Qu'est-ce que le Zero Trust ?
Le Zero Trust est un modèle de sécurité fondé sur le principe qu'aucun utilisateur, appareil ou système ne doit être considéré comme fiable par défaut, qu'il se trouve à l'intérieur ou à l'extérieur du périmètre réseau traditionnel. Plutôt que d'accorder un accès large une fois la connexion établie, le Zero Trust exige une vérification continue de l'identité, de l'état de l'appareil et du contexte avant d'accorder l'accès à une ressource spécifique, et limite cet accès au strict nécessaire pour la tâche. Popularisé en réponse à l'échec de la sécurité périmétrique dans les environnements cloud et le travail à distance, le Zero Trust n'est pas un produit mais une approche architecturale, généralement mise en œuvre via une vérification d'identité forte, une micro-segmentation, des politiques de moindre privilège et une surveillance continue de l'activité humaine comme machine.
Pourquoi c'est important
Le Zero Trust est habituellement décrit en termes d'utilisateurs humains et de postes de travail, mais les identités non humaines sont précisément le type d'entité « fiable par défaut » que ce modèle vise à éliminer : un compte de service ou une clé API qui s'authentifie une fois puis reste implicitement fiable pour chaque appel suivant, souvent indéfiniment, sans revérification du contexte ni du comportement. Une entreprise de 100 personnes exploite typiquement plus de 2 000 identités non humaines, dont la plupart n'ont jamais été conçues selon les principes Zero Trust : identifiants statiques et longue durée, permissions larges et permanentes, aucun contrôle au niveau de la session.
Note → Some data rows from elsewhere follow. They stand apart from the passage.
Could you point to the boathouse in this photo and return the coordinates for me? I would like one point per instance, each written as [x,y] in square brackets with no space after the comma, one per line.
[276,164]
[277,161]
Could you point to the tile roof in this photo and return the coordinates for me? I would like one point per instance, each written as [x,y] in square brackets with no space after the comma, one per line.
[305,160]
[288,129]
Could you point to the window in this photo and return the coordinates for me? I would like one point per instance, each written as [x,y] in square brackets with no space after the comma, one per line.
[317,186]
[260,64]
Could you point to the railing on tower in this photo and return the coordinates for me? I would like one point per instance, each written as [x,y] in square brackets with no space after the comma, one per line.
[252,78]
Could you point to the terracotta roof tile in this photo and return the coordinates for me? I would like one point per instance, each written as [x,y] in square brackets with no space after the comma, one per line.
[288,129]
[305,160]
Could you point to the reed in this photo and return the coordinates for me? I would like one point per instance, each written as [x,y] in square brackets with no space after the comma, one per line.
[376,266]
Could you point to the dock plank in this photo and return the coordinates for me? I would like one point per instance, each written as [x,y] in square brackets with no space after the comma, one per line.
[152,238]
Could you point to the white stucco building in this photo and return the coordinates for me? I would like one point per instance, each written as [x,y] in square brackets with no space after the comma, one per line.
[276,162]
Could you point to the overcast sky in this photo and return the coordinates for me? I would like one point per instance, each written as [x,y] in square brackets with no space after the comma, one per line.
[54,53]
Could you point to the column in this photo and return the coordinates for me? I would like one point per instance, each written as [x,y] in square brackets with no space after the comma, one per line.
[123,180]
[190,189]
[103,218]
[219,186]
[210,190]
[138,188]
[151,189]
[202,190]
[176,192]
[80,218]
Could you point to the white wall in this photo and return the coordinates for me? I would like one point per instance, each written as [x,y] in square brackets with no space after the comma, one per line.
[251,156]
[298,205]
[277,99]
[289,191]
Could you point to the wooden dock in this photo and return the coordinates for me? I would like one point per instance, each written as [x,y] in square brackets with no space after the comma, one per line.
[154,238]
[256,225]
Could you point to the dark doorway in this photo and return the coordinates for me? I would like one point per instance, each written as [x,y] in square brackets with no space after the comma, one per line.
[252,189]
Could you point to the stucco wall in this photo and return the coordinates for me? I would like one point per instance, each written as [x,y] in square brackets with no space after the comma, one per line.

Lorsqu'un de ces identifiants machine est compromis, l'attaquant hérite de cette même confiance implicite et se déplace dans l'environnement sans quasiment aucun contrôle. Le constat de l'OWASP — 80 % des compromissions d'identité impliquent une identité non humaine — reflète directement ce vide : les organisations qui appliquent rigoureusement le Zero Trust à leurs employés mais pas aux comptes de service, bots et agents IA agissant en leur nom laissent leur plus grande population d'identités hors du modèle.
Comment Cydenti vous aide
Cydenti applique la logique Zero Trust à la population d'identités que la plupart des programmes négligent : les identités non humaines. En cartographiant en continu ce que chaque compte de service, clé API et agent IA fait réellement — et non ce pour quoi il a été provisionné — Cydenti remplace la confiance implicite et permanente par une vérification continue fondée sur le comportement réel et le risque. Cela étend les principes de moindre privilège et de surveillance continue aux identifiants machine, comme c'est déjà le cas pour les utilisateurs humains, comblant une faille structurelle de la plupart des déploiements Zero Trust.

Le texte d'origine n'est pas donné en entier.